La mención de algunos de estos sucesos refrescan la memoria de los escenarios más terribles que pudieron haber vivido aquellos que, sin salida, más que cruzar la puerta hacia la muerte, cayeron en manos de matones sin piedad.

Desde hace mucho tiempo, los crímenes han seguido una sucesión parecida a brotes epidémicos. Aparecen en un área geográfica y se repiten durante períodos cortos. Luego se aplacan. Y después rebrotan. Y como fenómeno bastante raro, cuando empiezan por unos segmentos o grupos sociales, género y edades, se replican durante otro lapso, y después paran. Se detienen y otra vez repuntan como una plaga. Como está sucediendo estos días con brutales asesinatos de chicas, muy jóvenes, bellas, cuyos cuerpos terminaron lanzados a orillas de ríos, matorrales, o sepultados, horriblemente desfigurados.

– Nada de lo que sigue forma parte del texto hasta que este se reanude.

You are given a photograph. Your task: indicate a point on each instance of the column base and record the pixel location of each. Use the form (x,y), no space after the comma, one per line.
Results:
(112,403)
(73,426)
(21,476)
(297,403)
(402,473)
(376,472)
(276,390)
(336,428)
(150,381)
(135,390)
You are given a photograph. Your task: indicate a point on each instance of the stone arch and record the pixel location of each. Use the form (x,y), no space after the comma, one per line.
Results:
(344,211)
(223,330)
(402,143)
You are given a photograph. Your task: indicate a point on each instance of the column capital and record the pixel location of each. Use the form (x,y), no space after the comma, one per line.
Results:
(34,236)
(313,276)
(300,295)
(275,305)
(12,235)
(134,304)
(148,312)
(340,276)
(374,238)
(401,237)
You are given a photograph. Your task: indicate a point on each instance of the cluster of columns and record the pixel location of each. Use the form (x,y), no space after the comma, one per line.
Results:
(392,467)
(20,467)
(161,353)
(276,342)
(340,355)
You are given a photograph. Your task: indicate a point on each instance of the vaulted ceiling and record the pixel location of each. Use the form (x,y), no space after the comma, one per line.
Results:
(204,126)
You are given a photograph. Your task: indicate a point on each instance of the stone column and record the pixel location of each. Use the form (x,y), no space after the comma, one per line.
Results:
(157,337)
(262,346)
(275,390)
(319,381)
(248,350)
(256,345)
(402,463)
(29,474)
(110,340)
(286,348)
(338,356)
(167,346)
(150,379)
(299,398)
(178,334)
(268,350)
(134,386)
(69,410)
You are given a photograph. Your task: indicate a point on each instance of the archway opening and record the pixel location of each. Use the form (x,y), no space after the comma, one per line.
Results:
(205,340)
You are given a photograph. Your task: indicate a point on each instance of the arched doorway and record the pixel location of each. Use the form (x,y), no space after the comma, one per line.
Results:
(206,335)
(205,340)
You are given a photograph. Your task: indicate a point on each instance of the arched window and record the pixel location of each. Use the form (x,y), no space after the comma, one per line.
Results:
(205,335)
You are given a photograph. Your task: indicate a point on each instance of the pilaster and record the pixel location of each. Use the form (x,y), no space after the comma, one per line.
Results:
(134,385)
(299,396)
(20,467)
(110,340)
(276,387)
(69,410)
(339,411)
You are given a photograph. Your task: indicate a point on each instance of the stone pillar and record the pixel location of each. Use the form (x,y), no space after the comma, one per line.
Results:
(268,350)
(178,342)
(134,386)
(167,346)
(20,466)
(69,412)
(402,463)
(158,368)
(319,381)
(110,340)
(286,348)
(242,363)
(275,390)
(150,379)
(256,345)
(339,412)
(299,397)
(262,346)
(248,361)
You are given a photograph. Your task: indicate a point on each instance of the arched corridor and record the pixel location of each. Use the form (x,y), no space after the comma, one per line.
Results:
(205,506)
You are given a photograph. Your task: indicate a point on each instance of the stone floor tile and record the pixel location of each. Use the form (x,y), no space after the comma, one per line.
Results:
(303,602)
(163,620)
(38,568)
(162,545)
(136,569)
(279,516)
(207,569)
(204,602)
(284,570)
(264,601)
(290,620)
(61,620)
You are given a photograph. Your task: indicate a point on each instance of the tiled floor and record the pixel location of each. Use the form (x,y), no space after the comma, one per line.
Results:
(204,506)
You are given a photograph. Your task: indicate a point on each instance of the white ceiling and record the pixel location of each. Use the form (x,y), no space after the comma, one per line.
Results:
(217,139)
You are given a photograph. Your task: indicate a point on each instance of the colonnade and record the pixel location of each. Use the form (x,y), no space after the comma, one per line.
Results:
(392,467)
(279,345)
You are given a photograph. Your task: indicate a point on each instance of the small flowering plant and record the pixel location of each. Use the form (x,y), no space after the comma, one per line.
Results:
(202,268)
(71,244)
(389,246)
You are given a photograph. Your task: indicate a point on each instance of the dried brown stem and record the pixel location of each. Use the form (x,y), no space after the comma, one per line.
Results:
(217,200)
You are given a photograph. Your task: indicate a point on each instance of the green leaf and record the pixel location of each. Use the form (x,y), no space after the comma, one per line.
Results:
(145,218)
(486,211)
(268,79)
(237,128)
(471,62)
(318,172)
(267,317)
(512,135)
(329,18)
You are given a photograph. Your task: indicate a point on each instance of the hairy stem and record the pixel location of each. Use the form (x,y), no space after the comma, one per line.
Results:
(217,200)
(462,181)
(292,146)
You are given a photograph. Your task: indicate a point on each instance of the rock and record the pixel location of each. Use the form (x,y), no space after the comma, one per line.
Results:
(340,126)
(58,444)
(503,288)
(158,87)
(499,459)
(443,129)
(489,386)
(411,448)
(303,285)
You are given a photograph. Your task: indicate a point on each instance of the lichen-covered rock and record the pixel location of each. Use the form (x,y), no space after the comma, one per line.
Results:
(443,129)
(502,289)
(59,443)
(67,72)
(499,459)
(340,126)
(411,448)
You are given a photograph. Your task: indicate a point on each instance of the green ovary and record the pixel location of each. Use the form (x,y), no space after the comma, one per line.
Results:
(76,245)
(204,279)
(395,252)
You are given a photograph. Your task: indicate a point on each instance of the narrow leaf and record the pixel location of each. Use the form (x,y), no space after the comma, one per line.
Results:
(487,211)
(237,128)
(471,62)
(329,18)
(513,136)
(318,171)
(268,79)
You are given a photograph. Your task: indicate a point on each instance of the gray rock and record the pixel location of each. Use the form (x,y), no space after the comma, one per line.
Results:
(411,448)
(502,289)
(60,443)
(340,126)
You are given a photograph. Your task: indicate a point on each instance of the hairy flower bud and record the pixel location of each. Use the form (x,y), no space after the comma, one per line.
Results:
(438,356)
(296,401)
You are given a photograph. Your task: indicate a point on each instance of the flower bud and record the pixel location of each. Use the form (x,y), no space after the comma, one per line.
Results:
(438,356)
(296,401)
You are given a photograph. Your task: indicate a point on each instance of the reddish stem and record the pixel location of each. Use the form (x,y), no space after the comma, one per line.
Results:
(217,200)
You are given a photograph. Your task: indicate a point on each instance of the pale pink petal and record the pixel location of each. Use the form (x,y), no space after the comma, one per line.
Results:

Caso del niño Llenar Aybar
El crimen del niño José Rafael Llenas Aybar, ocurrido en 1996, se convirtió en uno de los más aflictivos sucesos vividos en el país durante las últimas décadas. Nacido de una familia de clase media/alta, este pequeño tuvo un final espantoso: Tenía 34 puñaladas en su cuerpecito, envuelto en cinta adhesiva, con manos y pies atados, entre las aguas de Arroyo Lebrón, al noroeste de Pedro Brand. Por este hecho fueron condenados a 30 y 20 años, respectivamente, Mario José Redondo Llenas, su primo (que ya cumplió su condena), y Juan Manuel Moliné Rodríguez.